In 1948, the United Nations designated 30 unalienable rights as basic to all human beings under the advice of former First Lady Eleanor Roosevelt. Called the Universal Declaration of Human Rights, the eight-page list is considered a common standard for all nations to strive for. The list has been translated into more than 500 languages around the world. The declaration includes several dozen of what are described as basic human rights, including the right to be free and equal, the right to marriage, freedom from persecution, the right to have a fair trial and not be subjected to slavery, and others focused on family, public assembly, education and democracy.
While the United Nations lists numerous “human rights,” the December walk will focus on many topics such as prevention and awareness of social issues such as human trafficking — both sexual and labor related — homelessness and food insecurity, Flower said. During his years of activism with the issue of human rights, Flower said he has become more aware of the present of these issues in the Greater Houston region as well as in Montgomery County. He claimed one presentation he’d seen recently estimated as many as 30,000 minors in the county were considered “food insecure.”
“People think that The Woodlands is in some bubble. It is terrible (these issues) are happening here, especially with Houston being the No. 1 human trafficking city in the nation,” Flower added. “As a kid, oftentimes girls may not understand (sex trafficking) is happening here. We need to make them aware, it is happening in The Woodlands. We are not immune to it…there is not an invisible wall that stops it.”
While this year’s walk is still more than two months away, Flower said he and other organizers are ramping up efforts to enlist more nonprofit organizations and local churches to join forces in raising awareness and promoting prevention. At the Dec. 7 event, he said there will be a raffle to donate $1,000 to a lucky nonprofit that assists with ensuring human rights. Among the groups already registered for the event are Habitat for Humanity, the Montgomery County Dispute Resolution Center and many others.
While human trafficking gets a lot of attention, Flower said homelessness in the region, especially along the Interstate 45 corridor and in areas of downtown Houston, as well as food insecurity facing children are problems that are shocking, but cannot be ignored.

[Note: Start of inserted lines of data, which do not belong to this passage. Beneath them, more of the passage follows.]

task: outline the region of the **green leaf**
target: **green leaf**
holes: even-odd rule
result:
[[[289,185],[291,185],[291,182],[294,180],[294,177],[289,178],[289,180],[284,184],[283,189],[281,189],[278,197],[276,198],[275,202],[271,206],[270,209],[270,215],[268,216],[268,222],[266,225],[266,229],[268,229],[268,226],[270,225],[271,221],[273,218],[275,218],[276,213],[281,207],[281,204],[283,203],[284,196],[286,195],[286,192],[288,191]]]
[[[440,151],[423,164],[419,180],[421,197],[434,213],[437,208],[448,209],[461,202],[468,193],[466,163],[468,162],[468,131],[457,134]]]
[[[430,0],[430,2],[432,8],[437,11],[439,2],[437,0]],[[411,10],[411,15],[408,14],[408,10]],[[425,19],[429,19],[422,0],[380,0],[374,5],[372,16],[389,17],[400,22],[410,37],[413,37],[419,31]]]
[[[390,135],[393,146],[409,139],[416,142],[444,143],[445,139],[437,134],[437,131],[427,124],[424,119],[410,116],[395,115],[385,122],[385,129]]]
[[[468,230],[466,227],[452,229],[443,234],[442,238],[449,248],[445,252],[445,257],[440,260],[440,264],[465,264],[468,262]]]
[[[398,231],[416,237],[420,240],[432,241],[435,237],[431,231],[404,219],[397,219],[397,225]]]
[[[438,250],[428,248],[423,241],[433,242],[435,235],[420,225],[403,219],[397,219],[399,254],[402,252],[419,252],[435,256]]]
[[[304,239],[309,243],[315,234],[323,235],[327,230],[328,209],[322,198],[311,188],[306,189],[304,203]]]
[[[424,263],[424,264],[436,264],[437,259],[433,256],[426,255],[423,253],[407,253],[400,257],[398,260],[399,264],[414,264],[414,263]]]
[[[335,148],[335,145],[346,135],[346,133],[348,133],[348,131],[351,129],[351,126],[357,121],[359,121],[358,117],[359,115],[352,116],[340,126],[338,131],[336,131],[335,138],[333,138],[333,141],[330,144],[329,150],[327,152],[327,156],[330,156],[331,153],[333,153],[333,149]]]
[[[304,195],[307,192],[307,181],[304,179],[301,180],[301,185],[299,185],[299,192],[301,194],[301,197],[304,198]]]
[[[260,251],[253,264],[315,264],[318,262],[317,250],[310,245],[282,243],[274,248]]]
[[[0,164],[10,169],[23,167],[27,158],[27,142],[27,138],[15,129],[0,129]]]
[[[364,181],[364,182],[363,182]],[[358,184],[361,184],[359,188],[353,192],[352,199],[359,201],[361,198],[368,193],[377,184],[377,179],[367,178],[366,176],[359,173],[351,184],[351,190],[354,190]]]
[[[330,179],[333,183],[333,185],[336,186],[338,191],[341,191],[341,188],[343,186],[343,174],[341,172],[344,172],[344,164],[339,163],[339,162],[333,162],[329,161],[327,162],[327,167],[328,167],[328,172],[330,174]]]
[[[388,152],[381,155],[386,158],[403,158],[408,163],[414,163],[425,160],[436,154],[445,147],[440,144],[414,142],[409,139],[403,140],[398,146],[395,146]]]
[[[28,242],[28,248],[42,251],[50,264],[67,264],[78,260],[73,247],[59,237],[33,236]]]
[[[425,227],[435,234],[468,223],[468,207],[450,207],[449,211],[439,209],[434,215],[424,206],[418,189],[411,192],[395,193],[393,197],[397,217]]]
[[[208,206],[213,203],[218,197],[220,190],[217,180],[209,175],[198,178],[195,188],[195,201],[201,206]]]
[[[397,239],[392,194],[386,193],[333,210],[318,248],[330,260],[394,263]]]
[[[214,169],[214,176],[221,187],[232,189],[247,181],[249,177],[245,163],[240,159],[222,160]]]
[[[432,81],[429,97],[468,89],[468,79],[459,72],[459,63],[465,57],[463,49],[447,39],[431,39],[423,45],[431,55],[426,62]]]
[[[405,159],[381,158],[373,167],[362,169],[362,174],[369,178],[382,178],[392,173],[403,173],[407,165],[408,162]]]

“To think that there are (an estimated) 30,000 children who don’t know where their next meal is coming from…that is happening in our backyard now,” he said.
All those hoping to help are encouraged to attend the event and walk in solidarity as well as raise awareness of social problems and importantly, Flower noted, promote solutions and prevention. The 2019 walk is the ninth in The Woodlands, and was originally founded by Demme Durrett, a student at the John Cooper School, along with others. Flower said his involvement has been important in his life.
“We want to promote prevention and awareness of trafficking. Nothing is going to happen when you have your heads in the sand,” Flower added. “We want people to come out, become aware and find something they care about. People can also come out and see what the nonprofits do and hopefully, that will prompt them into action.”